A significant portion of the revisions to the draft rules worked to expand risk assessment requirements, or what would trigger a developer to study an AI product for potential harm.

The proposed update clarified what operational elements should be identified in an assessment, what to consider with potential impacts to consumer privacy, and what safeguards a business would need to ensure automated decision-making technology is working correctly. Risk assessments would be required when training ADMT or AI models that will be used for significant decisions, profiling, generating deepfakes or establishing identity.

Minors' personal information would be included under "sensitive personal information" and the term "systematic observation" — or when consistent tracking by use of Bluetooth, Wi-Fi, drones or livestream technologies that can collect physical or biometric data — would be included under "extensive profiling" when used in a work or educational setting.

Some updates focus on definitions and clarity. Specifically, what does not count as ADMT was expounded upon, including web hosting, networking, caching, data storage, firewalls, antivirus, robocall-filtering, spellchecking, calculators and databases. Those instances are exempt so long as they are not replacing or facilitating human decision-making. The definition for "significant decisions" was updated to include educational and employment opportunities. 

A new definition for behavioral advertising would cover marketing that is based on information collected from a user's activity, both across businesses and their partners and within businesses' own products. 

The thresholds for when pre-use notices, opt-outs and access requirements were revised to include specific instances of ADMT. Businesses have to disclose they will not retaliate against consumers for opting out in the pre-notice and will be required to provide streamlined information. 

Friction points

The board's split vote was representative of the cosmic dilemmas facing regulators on AI: How far regulations should go, and how much time should be spent finding a solution as AI technology advances at a rapid pace.

Chief among the skeptics was Mactaggart, the chief architect of the California Privacy Act and founder of Californians for Consumer Privacy. He said staff's proposals went too far in how they defined who should be doing a risk assessment. He was particularly critical of when opt-outs are allowed and the definition of profiling, arguing the "dramatic scope" would encompass a large part of the economy and hamper businesses.

"We will basically be requiring every covered business to do a risk assessment, which I don't think is what we want to do, because we should be focusing on really where the heightened risk is," he said. 

Mactaggart consistently referred back to Colorado's profiling rules and the EU General Data Protection Regulation to illustrate California's scope, saying it went further than both standards in some cases. 

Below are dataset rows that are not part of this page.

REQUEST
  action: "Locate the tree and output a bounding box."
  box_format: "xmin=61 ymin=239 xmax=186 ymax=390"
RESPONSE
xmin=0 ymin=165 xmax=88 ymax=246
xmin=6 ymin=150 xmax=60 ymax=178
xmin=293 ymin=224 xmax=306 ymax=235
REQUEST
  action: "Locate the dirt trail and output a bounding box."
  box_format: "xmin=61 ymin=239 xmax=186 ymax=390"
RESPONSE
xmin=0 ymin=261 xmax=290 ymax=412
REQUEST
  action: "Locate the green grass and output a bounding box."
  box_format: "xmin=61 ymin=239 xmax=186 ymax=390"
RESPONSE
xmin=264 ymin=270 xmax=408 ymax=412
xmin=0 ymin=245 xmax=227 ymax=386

Backing Mactaggart was de la Torre, who said it would be unwise to move the regulations forward if there was disagreement on the board, given that stakeholders had been warning the board about the scope for months. 

"And I don't think that's going to go away," de la Torre said. "I think it's highly likely these regulations will be litigated, whether we tailor them better or not."

Instead, de la Torre proposed CPPA staff should take another two months to rework the rules to get all board members on board. She suggested the additional drafting work could save the agency lawsuit headaches down the road.

But Le said strong protections may be appropriate in California to protect residents and their privacy from harm. He said Californians deserve stronger rights than what is in place in Colorado, making clear he felt the current scope of the rules was appropriate.

"I also think a lot of the organizations that say it's not (in scope), they have a vested interest in finding that it's not in scope," he said. "And that's just one side of the story." 

Advancing the rules allows staff to begin to seek additional feedback, with the CPPA planning to roll out a statewide solicitation tour. Urban said feedback could be more crucial than anything in shaping the agency's final rules package.

"I think extra time is not as valuable as extra information," she said.